In der Nacht zum Dienstag hatten die Finanzminister der Eurozone beschlossen, dass Deutschland und Frankreich ihre Sparanstrengungen im kommenden Jahr nicht verschärfen müssen. Das hatte zuvor die EU-Kommission gefordert. Der deutsche Finanzminister Hans Eichel (SPD) hatte zur Begründung gesagt, stärkeres Sparen könnte die wirtschaftliche Erholung Deutschlands und Europas hemmen. Die beiden größten Länder des Kontinents haben nun bis 2005 Zeit, ihre Neuverschuldung unter die vom Stabilitätspakt geforderten drei Prozent des Bruttoinlandsprodukts zu drücken.

„Die Inflation kehrt zurück“

Nach Ansicht der OECD wird Deutschland das vom Stabilitäts- und Wachstumspakt gesetzte Ziel aber auch 2005 nicht erreichen. 2003 werde die Defizitquote bei 4,1 Prozent liegen und im kommenden Jahr lediglich auf 3,7 Prozent fallen. Für 2005 rechnet die Organisation dann mit einer Quote von 3,5 Prozent. Allerdings hält die OECD der Bundesregierung zugute, schon Einiges zur Konsolidierung getan zu haben. Die zusätzliche Verschuldung in diesem Jahr gehe komplett auf das Konto der schlechten Wirtschaftslage. Schließlich sei das strukturelle Defizit (siehe Lexikon) von Bund, Ländern, Kommunen und Sozialkassen, das auch ohne die schwache Konjunktur entstanden wäre, nach Berechnung der OECD leicht reduziert worden. Ohne die geplanten Steuererleichterungen sei auch für 2004 damit zu rechnen, dass das strukturelle Defizit weiter schrumpfe.

Die wirtschaftliche Erholung werde durch den weiteren Sparkurs und eine komplette Gegenfinanzierung der geplanten Steuererleichterungen allerdings nicht gefährdet, sagte OECD-Experte Wurzel. Wichtig sei es, das deutsche Steuersystem im Zuge der Reform auch durch einen Subventionsabbau zu vereinfachen und so langfristig bessere Wachstumsbedingungen zu schaffen.

Zum Kompromiss der Euro-Finanzminister sagte Anton F. Börner, Präsident des Bundesverbandes des Groß- und Außenhandels (BGA), dies sei ein „verheerendes Signal“. Die Stabilität des Euro werde mittelfristig schwer darunter leiden. „In der Euro-Zone wird die Inflation zurückkehren. Die Leidtragenden dieser Entwicklung werden Sparer und Besitzer von Vermögen sein, denn der Wert ihres Kapitals wird allmählich schwinden“, sagte Börner dem Tagesspiegel.

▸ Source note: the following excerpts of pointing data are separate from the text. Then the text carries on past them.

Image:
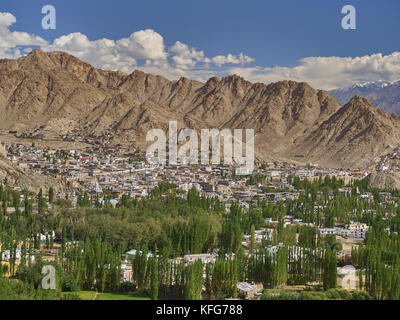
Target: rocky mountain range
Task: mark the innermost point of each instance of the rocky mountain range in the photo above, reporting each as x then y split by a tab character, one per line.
53	94
385	95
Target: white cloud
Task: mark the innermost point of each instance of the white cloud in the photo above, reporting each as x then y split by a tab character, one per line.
241	59
330	72
12	41
146	50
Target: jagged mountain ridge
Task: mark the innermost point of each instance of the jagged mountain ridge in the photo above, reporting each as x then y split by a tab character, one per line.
61	92
385	95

Der Chefvolkswirt der Deutschen Bank, Norbert Walter, sprach im Norddeutschen Rundfunk von einem „schwarzen Tag“ und einer mittelfristig großen Gefahr, „dass schlampige Finanzpolitik in der europäischen Währungsgemeinschaft gemacht wird“. Eine Reparatur des Schadens werde „Anstrengungen erfordern, von denen sich die Herrschaften in Frankreich und in Berlin, die uns das eingebrockt haben, keine Vorstellungen machen“.

Der Euro zeigte sich von der Ereignissen in Brüssel weiter unbeeindruckt. Bis zum späten Nachmittag legte der Wechselkurs zum US-Dollar um mehr als 1,1 Prozent auf 1,1911 Dollar zu. Händler sprachen von „Kaufwellen“ ungeachtet guter US-Konjunkturdaten. Die hätten eigentlich für Kursgewinne des Dollar gesprochen.